In 2016, De Nawi took on the role of Elias Habib in the Original Nine Network Television production of Here Come the Habibs in 2016. De Nawi and this program became a focus of debate around the 2016 Australian Logie Awards when one of the winners, Waleed Aly, dedicated his win to an actor who had been forced to change his given name, Mustafa, to get work on Australian television. It shortly came to light that this actor was De Nawi, who then wrote an essay for The Age describing the difficulties he had had landing auditions and jobs until he changed his first name. He pointed to the "irony in the fact that after I changed my name to Tyler I landed roles as Karim Ahmed (Syrian-Australian) in The Principal and Elias Habib (Lebanese-Australian) in Here Come the Habibs. Especially since my own heritage includes both Lebanese and Syrian ancestry."

Deciding to continue his focus on martial arts training, he began kickboxing in 2016, competing and judging in the WAKO Championship. He was then cast as a boxer in the SBS miniseries On the Ropes, playing Hayder “The Hammer” Al-Amir, middleweight champion.

In 2021, he starred in the feature film, 'A Lion Returns', where he plays, 'Jamal Alamein', a fighter who returns to Sydney to reunite with his family and terminally ill mother. De Nawi's performance has been praised by critics, "Excellent performance by Tyler De Nawi".

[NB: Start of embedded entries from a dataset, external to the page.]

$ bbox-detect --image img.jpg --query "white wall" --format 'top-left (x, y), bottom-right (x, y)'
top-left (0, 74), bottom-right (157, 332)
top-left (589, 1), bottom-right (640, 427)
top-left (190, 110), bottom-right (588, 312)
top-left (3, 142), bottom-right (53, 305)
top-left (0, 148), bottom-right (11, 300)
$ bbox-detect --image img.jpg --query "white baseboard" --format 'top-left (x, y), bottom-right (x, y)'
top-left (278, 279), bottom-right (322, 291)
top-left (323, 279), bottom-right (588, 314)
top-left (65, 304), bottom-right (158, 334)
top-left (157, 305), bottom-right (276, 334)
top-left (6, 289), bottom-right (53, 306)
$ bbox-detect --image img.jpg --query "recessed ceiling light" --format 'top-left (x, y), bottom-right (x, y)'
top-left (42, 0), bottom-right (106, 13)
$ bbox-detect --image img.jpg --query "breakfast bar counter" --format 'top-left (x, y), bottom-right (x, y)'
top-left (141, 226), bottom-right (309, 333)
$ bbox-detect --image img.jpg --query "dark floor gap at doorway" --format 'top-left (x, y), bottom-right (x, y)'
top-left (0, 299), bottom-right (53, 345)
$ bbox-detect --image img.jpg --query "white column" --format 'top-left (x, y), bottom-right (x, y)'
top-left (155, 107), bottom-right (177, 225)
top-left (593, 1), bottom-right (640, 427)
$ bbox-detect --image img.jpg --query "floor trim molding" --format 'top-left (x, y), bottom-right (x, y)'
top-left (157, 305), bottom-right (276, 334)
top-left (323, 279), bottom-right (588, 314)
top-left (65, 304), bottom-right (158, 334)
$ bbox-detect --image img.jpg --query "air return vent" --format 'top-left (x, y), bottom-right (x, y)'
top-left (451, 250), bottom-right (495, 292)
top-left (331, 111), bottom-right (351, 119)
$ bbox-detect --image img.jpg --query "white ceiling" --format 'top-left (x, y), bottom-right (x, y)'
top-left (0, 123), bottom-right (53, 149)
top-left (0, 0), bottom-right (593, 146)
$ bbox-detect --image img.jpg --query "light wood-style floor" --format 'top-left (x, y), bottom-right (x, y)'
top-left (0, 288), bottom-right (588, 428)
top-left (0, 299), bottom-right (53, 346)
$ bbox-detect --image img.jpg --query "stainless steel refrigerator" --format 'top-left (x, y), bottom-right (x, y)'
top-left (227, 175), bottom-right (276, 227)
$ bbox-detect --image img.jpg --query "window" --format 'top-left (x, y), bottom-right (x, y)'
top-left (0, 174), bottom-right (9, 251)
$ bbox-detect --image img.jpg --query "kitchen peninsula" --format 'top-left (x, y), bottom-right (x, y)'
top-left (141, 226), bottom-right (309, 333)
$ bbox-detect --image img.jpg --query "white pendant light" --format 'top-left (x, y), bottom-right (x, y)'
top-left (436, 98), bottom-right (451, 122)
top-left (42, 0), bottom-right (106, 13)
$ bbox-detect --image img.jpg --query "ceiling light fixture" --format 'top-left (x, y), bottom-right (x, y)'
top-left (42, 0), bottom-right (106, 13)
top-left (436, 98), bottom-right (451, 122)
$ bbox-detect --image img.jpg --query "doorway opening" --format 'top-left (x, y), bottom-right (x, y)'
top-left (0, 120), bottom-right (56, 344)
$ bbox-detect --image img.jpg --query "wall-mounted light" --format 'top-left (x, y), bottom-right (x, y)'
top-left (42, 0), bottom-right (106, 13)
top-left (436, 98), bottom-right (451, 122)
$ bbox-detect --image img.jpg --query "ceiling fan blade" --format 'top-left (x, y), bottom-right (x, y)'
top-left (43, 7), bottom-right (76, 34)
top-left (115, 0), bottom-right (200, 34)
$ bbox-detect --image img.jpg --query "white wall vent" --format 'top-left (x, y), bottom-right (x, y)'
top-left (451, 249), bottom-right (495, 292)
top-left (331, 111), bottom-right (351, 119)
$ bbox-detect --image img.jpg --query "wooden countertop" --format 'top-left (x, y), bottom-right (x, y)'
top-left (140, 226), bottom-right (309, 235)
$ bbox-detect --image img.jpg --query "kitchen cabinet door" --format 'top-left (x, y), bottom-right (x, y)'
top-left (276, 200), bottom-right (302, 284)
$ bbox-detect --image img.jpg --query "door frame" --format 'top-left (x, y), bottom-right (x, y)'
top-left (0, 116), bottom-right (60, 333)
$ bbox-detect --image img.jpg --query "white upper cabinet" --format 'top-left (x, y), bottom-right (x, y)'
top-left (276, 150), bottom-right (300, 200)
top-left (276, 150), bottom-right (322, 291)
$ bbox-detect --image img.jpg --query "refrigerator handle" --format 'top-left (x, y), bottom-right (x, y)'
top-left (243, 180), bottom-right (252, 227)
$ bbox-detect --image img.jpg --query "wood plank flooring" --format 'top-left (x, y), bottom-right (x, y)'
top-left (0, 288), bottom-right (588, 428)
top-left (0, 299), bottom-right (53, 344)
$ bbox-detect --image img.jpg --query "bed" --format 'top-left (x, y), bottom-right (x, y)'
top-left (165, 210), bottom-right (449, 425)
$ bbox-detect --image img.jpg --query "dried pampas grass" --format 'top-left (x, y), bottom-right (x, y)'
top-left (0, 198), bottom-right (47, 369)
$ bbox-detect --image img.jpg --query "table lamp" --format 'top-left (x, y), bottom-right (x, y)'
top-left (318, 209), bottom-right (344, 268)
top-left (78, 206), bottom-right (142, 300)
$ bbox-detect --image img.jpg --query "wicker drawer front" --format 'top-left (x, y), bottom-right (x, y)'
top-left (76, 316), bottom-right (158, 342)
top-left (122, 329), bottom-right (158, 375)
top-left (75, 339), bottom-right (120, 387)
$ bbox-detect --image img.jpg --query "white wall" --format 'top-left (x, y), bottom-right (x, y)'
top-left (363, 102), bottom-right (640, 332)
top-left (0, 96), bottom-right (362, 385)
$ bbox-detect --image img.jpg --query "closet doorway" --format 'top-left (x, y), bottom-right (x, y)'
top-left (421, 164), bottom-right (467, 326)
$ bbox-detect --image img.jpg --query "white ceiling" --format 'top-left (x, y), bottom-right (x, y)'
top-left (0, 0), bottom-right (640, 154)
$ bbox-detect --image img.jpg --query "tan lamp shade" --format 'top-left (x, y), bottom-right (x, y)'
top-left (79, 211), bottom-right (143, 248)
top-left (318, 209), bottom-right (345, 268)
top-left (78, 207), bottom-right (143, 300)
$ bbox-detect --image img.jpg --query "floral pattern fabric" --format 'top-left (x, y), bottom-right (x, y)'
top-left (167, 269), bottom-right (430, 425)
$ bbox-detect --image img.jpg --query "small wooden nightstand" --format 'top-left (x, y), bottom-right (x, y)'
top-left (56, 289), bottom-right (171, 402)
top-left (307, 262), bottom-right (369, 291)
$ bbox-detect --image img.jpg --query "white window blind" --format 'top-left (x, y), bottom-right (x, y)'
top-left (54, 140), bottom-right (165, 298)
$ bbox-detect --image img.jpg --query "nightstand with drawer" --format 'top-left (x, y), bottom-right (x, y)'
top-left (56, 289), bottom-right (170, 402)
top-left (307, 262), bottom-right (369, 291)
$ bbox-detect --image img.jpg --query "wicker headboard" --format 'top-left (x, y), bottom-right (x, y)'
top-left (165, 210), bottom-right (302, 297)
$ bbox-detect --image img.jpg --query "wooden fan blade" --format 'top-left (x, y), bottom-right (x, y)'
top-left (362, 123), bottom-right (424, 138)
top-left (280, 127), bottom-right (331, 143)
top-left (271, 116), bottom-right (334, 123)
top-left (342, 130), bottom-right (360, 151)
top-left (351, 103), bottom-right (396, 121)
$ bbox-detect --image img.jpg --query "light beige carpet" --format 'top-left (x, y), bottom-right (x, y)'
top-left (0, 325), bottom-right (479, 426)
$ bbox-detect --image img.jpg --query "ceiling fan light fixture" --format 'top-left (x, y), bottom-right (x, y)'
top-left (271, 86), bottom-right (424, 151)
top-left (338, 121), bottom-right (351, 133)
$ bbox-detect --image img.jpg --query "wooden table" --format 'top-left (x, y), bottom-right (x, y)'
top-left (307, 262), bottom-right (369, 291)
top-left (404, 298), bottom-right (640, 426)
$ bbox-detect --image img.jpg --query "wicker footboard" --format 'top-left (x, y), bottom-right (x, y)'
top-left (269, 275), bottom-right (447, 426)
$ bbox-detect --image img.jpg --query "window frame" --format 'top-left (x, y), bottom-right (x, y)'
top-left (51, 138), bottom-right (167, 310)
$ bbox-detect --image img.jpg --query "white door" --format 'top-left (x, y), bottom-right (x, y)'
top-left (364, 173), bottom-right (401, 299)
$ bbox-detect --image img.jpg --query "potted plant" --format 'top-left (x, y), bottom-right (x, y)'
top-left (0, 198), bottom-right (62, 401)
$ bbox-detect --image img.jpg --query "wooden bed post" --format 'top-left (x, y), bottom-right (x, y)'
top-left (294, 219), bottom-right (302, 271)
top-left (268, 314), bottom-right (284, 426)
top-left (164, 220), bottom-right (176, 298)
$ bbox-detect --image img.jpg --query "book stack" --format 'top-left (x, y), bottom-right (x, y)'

De Nawi has recently taken a step back from the limelight by shifting his focus onto giving back to the Sydney community. He has reported his passion lies in helping the disadvantaged youth overcome their barriers to education, employment and mental health recovery. De Nawi continues to focus on achieving this by chairing and attending motivational workshops, teaching the youth the creative art forms he has worked on for many years, including the spirituality, principles, discipline and strategy underlying his expertise in Martial Arts, Acting and the culture of Soulful Music.
With a transition from Drama and Comedy, De Nawi continues to work in television with up and coming roles which focus on representing the struggles and challenges individuals of different socio-economic classes face everyday in Australia.